As a footnote to the history of the old Cobourg course, the original site is now occupied by commercial development including a car dealership and a sprawling residential development. Perhaps the only remaining physical vestiges of the club may be found in some long over grown divots and lost golf balls found in the Anglican Cemetery that bordered the course and is occupied by some of the ardent and “faithful” golfers who once graced the fairways and greens of the venerable course.
Cobourg Golf News
Cobourg Sentinel-Star May 15, 1963
John Hayden Shoots 39 in Men's League
Threatening weather didn't prevent 58 golfers from teeing off Monday night in the first Industrial Men's League matches of the season at the Cobourg Golf and Curling Club. Professionals were the low net team winner with 222 strokes. On the team were Bob Parnall, Bob Bradford, John Funnell, Harvey Brent, Dr Dave Wilson and Bob Gibson.
In matches played Merchants beat Insurance Agents, CGE 2 defeated CGE 1, 26-COD 1 topped 26-COD 2, General Foods 1 whipped General Foods 2 and Professionals beat Tom's Auto Body.
John Hayden fired a 39 over the 9-hole course to grab low gross honors. Tom Krakenburg was next with 41. Captain E Brost had the low net with 34. Runner-up was Lou Evans with 35.
Marlene Stewart Streit, Canada's most renowned female amateur golfer was in Cobourg yesterday afternoon to play club pro, Stan Morris, in an exhibition match. Mrs Streit, not as active now as a few years ago when she won tournament after tournament, recently returned from Augusta, Georgia, where she placed 6th in the Titleholder's Tourney. Mrs Streit and Stan Morris were friends when both called Fonthill their home course. Mr Morris was assistant pro there then. Marlene now resides in Toronto.
Cobourg ladies held their opening meeting and golf here Saturday.
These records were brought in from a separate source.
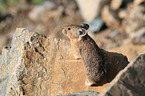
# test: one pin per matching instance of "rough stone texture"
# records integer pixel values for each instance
(115, 4)
(83, 93)
(89, 9)
(109, 18)
(130, 81)
(133, 17)
(37, 65)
Of the 13 who played golf Jean Gibson emerged with the low net of 73. Doris Hircock was runner-up with 78. Jeanne White was the 9-hole winner with a 40 net. Thirty-six ladies took part in the bridge party won by Eva Byam. A buffet supper and meeting followed, President Eleanor Ingamellis acting as chairman.
Reviewed August 2020
origins of Cobourg Golf Club
The Cobourg Golf Club is older than you think. In 1897, the Toronto Globe published the following item: Messrs. W.J. Crossen, S.D. Cornell and others have been incorporated as the Cobourg Golf Club, Limited" (4 October 1897, p. 10). In those days, a golf club's incorporation usually followed several years of existence as an unincorporated golf club. Incorporation was a legal procedure to allow the club to buy property, etc. Sure enough, we discover that the Cobourg Golf Club had been organized by at least 1895, for in August of that year it invited the Ottawa Golf Club head pro, Alfred Ricketts, to visit Cobourg and instruct club members in the art of the golf swing: : “Ricketts spent one week in Coburgh [sic] coaching the players there, but there is no truth in the rumor that he will stay there” (Ottawa Journal, 5 September 1895, p. 6). By 1895, the Cobourg Golf Club was sufficiently well-established to make the Ottawa Golf Club fear that it was trying to hire away its golf professional.
EarlyGolf Clubs from Cobourg Golf Club
I'm a resident of Cobourg. I have a couple of wooden shaft clubs that are connected with the early days of the Cobourg Golf Club.
I have a J J Cameron Mashie Niblick from the mid 1920's and a hickory Transitional Wood with the stamp W.H Furber on the top. Do you have anything like this in your sports hall of fame?